A small but growing number
About 1,500 of today’s 89,900 medical students have disclosed a physical, sensory, learning or psychological disability or a chronic health condition to their medical school, according to research. That’s about 2.7 percent of medical students, compared with more than 11 percent of undergraduates and 7.6 percent of graduate students nationwide.
Invisible conditions such as attention deficit hyperactivity disorder, learning disabilities and psychological conditions are most common, accounting for about three-quarters of medical students’ disabilities. Issues related to chronic health conditions account for an additional 13 percent, and the remaining students have disabilities that affect senses, such as hearing and eyesight, or physical functions.
Although the number of medical students with disabilities has grown in recent years, there are many barriers to increasing this percentage, the authors say. These include inconsistent policies and procedures, inconsistent or inadequate support from disabilities services offices within medical schools or from the university where the school is based, and even lack of understanding of the Americans with Disabilities Act.
The ADA — passed in 1990 and amended in 2008 — calls for disabilities to be appropriately and reasonably accommodated, barring any undue hardship for the institution.

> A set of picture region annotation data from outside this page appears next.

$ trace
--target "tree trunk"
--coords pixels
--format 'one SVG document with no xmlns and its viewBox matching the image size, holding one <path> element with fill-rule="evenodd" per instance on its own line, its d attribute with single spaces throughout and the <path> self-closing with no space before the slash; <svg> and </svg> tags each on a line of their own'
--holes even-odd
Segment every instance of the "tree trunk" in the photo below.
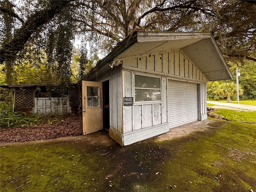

Legal cases have helped clarify what this means for medical and health professions schools.
“In recent years, medical schools have made efforts to improve the diversity of their student communities. But those efforts have not necessarily included disability as a type of diversity,” Meeks notes. The report calls on schools to broaden diversity efforts.
All the students and residents interviewed for the report said they faced barriers during their training related to their disability. They said these barriers had impacted their well-being and required them to become strong advocates for themselves, often in the absence of disability services staff. Those who had received appropriate accommodations for their disability described the power of having full and equal access, enabling them to learn and perform as their peers did.
Highlighting positive environments
The report highlights four institutions — UCSF, U-M, the University of Minnesota and Rush University — for their efforts to improve policies and practices regarding students with disabilities and regarding mental health initiatives.
In U-M’s case, the report describes how the Medical School changed its approach to admissions and navigating technical standards requirements in the wake of research by the chair of the school’s Department of Family Medicine, Philip Zazove, M.D., and Mike McKee, M.D., an assistant professor in the department, both of whom are deaf.
Zazove and colleagues documented in 2016 that most medical schools need to post, update or clarify on their websites what are known as technical standards. Required by the ADA, technical standards spell out what a school will do to accommodate a student with a disability.
After that study, U-M’s Medical School reconfigured its own technical standards to focus on students’ required functions and to highlight the interactive and individualized process the school uses to determine whether and how it can accommodate students with disabilities.
Meeks is also a clinician scholar at the U-M Institute for Healthcare Policy and Innovation and the current president of the Coalition for Disability Access in Health Science and Medical Education, which includes more than 500 members from institutions nationwide.
In addition to research aimed at informing medical education policy, U-M Family Medicine is collecting the stories of physicians and nurses with disabilities via an online form to share on social media as part of a #DocswithDisabilities awareness effort.